48 Years ago Nov 15th 1961 I was able to hunt deer on my own with a fire arm. I had buged my dad about needing a gun nearly all summer. When mom and dad came home from a Friday evening shopping trip to town dad was acting real sneeky. saturday morning after the cows had been milked and put out to pasture dad had me go with him to the house. He had this ratty old Ivers Johnson 410 ga. shot gun setting in a corner. Not an bit of blueing on the thing a crack in the forearm and a hole in the barrel where the bead went, 10 slugs came with it.
Dad said to bring it out to the work shop where he slid a wood dowel rod in the end of the barrel heated some soder which made a bead in that hole. After it cooled we went out and sat some cans on a fence post.
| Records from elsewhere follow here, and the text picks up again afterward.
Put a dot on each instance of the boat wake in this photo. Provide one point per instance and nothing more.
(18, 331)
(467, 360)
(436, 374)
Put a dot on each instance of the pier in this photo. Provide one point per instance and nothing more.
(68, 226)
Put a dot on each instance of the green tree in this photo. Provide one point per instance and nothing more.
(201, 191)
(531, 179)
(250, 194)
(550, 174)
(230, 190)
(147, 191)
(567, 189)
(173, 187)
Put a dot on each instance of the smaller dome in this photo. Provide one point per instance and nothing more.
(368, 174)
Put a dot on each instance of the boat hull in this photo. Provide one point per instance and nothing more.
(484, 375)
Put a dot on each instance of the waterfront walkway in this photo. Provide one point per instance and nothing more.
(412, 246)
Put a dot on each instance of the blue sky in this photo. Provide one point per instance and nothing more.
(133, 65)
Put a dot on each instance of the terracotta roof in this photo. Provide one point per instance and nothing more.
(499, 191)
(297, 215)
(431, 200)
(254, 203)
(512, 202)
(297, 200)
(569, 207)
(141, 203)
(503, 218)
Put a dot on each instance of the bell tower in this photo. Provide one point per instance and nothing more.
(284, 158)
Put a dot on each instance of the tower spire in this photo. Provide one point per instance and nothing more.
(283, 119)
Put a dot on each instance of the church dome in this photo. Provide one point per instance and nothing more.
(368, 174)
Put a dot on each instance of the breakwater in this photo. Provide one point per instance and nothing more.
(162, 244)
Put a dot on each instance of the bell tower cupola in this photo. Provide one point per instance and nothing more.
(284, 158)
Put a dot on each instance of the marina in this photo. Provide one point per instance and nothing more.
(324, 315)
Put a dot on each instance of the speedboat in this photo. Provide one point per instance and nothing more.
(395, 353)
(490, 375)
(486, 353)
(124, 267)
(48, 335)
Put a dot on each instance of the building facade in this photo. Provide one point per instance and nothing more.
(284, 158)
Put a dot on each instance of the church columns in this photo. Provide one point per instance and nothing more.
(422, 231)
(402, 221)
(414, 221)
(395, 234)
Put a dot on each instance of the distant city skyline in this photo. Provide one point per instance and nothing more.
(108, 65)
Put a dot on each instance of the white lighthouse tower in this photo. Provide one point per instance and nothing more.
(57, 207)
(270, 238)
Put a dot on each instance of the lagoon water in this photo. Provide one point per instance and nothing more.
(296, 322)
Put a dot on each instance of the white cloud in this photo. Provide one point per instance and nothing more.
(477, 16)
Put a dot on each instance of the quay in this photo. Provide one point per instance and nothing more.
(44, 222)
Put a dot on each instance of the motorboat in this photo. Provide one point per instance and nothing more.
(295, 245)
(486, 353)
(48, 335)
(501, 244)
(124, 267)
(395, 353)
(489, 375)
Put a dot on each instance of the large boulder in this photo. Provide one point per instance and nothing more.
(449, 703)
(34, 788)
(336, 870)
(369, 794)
I was allowed to shoot it 5 times.
Opening day was frosty cold and being farm folks we had just red sweat shirts over our normal out dorr work cloths.
Being work cloths they kept you warm when working but didn't do much for when you were set hunting or even still hunting.
Round about noon I was cold and hungery so was taking the loging road thru dads woods and A doe came thrashing out of some cover with a big buck following.
I pulled up and shot at that buck that just stood there even after the shot. I loaded again and shot and he started running off so I finished the 3 shots I had left. 
I got back to the house and dad didn't believe I had shot at a buck and was mad I had used up all the shells in one morning. No hunting till the next day when dad could get me some more shells after the stern talking to I got about wasting shells.
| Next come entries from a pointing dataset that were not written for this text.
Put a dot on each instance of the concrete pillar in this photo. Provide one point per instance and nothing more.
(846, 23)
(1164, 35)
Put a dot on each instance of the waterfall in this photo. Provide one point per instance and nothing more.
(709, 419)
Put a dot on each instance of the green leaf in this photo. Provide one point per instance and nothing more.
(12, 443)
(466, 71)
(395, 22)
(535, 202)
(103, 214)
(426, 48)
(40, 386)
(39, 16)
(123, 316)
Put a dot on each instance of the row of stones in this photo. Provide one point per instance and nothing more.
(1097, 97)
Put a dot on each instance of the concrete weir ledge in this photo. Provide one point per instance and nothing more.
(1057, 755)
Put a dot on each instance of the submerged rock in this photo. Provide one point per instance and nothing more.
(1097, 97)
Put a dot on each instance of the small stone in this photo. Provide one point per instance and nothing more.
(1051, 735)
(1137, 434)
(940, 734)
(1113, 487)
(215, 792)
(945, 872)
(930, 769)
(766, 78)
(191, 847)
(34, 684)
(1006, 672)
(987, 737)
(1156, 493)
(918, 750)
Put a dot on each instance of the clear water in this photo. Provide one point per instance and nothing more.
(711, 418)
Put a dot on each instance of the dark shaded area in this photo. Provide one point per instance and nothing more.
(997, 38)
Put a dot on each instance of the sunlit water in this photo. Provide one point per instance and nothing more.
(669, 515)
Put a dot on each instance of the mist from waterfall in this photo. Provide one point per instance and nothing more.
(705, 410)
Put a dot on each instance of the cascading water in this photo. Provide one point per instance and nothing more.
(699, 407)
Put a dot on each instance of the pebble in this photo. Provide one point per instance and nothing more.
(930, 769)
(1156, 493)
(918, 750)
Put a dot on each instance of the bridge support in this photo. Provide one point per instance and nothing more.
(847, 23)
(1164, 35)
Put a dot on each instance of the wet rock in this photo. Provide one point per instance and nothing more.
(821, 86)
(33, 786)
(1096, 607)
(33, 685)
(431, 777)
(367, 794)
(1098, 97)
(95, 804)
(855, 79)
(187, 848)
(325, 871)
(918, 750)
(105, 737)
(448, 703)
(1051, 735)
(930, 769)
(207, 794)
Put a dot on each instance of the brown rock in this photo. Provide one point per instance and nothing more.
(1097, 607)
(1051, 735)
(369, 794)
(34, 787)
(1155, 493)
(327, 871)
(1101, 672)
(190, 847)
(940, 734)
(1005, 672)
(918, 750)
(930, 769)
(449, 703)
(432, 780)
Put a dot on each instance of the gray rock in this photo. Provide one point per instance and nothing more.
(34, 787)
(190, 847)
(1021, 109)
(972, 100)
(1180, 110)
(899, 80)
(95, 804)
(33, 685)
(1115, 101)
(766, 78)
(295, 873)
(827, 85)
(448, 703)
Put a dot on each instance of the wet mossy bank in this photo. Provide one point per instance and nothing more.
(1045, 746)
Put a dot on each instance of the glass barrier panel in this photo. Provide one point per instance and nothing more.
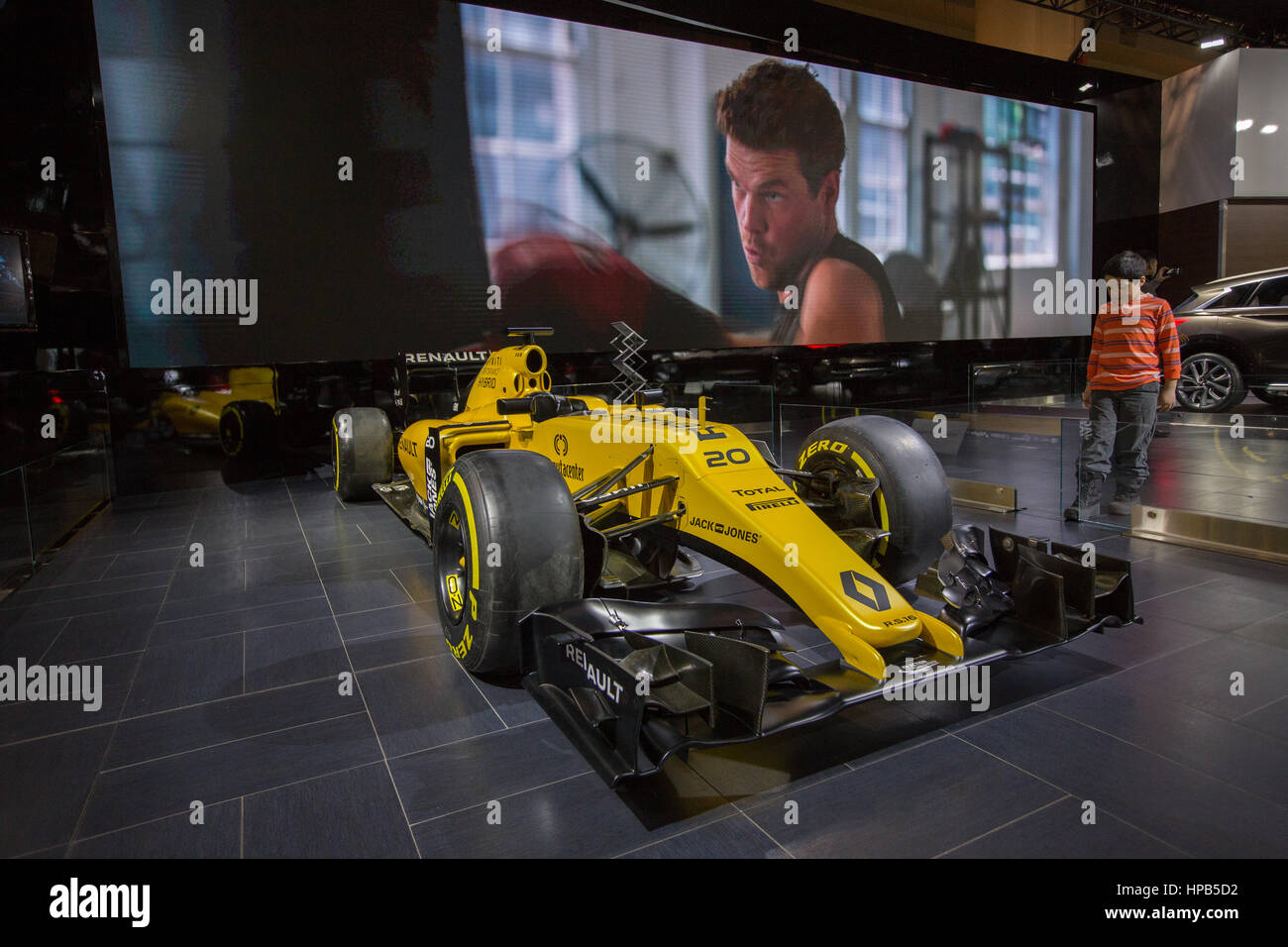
(16, 553)
(65, 486)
When My brother (He was 12) came home from school I talked him into going to the woods with me and looking for that deer. 
We found the spot where he had been standing and some blood just a few feet away about 75 more yard and there was this really nice 6 point buck dead. I had shot it in the neck and in the front shoulder. My dad was happy when we came back to the house with the heart and liver. We tok the tractor and wood trailer to get it.

I never shot another buck till 1965. Missed 1966 since I was in Nam and missed most of 1967 cause I got scared to death opening morning and would not go to the woods again that year.
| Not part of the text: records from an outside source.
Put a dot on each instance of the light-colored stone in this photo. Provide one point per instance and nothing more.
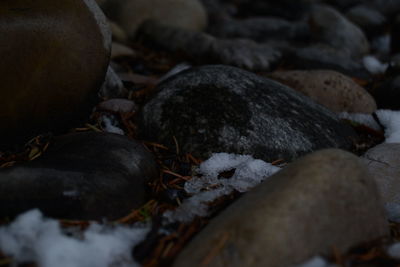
(54, 56)
(383, 162)
(323, 201)
(329, 88)
(130, 14)
(331, 27)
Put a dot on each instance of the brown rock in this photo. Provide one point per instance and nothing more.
(329, 88)
(54, 56)
(325, 200)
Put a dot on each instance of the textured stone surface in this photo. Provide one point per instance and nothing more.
(54, 56)
(321, 201)
(383, 162)
(331, 27)
(225, 109)
(130, 14)
(329, 88)
(81, 176)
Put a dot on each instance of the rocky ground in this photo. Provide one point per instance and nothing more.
(219, 132)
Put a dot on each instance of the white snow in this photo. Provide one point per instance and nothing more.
(390, 119)
(207, 187)
(316, 261)
(373, 65)
(362, 118)
(31, 237)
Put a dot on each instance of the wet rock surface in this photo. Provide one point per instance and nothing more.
(86, 176)
(329, 88)
(220, 108)
(382, 163)
(38, 93)
(320, 201)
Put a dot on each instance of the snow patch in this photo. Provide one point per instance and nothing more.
(362, 118)
(248, 172)
(374, 66)
(390, 119)
(31, 237)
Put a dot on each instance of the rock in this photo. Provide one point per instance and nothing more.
(204, 48)
(383, 164)
(329, 88)
(388, 93)
(85, 176)
(331, 27)
(395, 34)
(321, 57)
(368, 19)
(130, 14)
(112, 86)
(120, 50)
(225, 109)
(260, 29)
(54, 56)
(118, 105)
(317, 203)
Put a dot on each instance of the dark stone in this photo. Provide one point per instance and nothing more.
(225, 109)
(387, 94)
(323, 57)
(86, 176)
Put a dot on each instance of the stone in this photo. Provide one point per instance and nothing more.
(206, 49)
(130, 14)
(82, 176)
(382, 162)
(323, 201)
(332, 89)
(367, 18)
(323, 57)
(259, 29)
(54, 56)
(329, 26)
(112, 86)
(387, 94)
(219, 108)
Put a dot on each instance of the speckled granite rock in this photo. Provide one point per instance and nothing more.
(225, 109)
I have 68 racks from spikes to 8 points in my collection. I shot my last buck a 6 point with my dads deer rifle in 2003 and wrote a story about it that was published in Michigan out of doors December 2004 6 months after my dad died. He never got to read that story so if you have an elderly parent don't wait to tell them you love them and let them read any story you may have wrote about them.

Just remembering this morning how much I love deer hunting and How I miss my dad my first hunting partner and my partner who died this spring.

 Al


----------



## jrp267 (Dec 17, 2007)

I would like to thank alleyyooper for his service to this country and the long lasting effects that a soldier suffers after having done so. Thank you from me and my family.


----------



## Sasha and Abby (May 11, 2004)

Ditto!!!!


----------



## bearhunter (Jan 30, 2009)

great story yooper, hope you have another 40 years


----------



## duckjunky (Mar 8, 2007)

Hey Yop, Thank You for your service and you story. Hope your deer season is going very well, Duckjunky


----------



## alleyyooper (Jul 6, 2007)

Screw the service time didn't meen nothing. Just a couple of years I didn't hunt like I would have liked.

2009 Sunday opening morning I am in a blind I built last year but raised it this past summer so I could see down in the creek cut better.
I saw 29 bald or nearly bald heads all day. 
Shortly after getting in the blind still not shooting time the fire siren a couple of miles away goes off. tghat got the youtes to howeling which in turn got all the dogs in the neighbour hood that are outside to barking and howling.When the dogs finally stopped all the barking the crows started in with their racket. They went on about all day.
Day 2 Monday finds me in the same blind. It was scary silent in the woods wasn't hardly any wind either. Seen 9 baldies all day.
Day 3 Tuesday Im in a different blind on the north side of my property. I seen a person walk down along the bean field about 8:00 AM and enter a blind on the edge of the field. 
Kare calls me on the radio and said she has a couple of does and the weird 4 point buck laying in the pines right out the livig room window.









She says there is another one out there too but it is standing so can't get a good look. Soon she says it is going into the bean feild, shortly I see it.
It trots down the middle of that field and the hunter in the blind does not shoot. It is a 8 point with a spread of about 22 inches but the tines are short about two to three inches long.
I tell Kare he is asleep and she said he was text messageing.
I saw 4 shootable bucks that day but not the one I am hunting for.

 Al


----------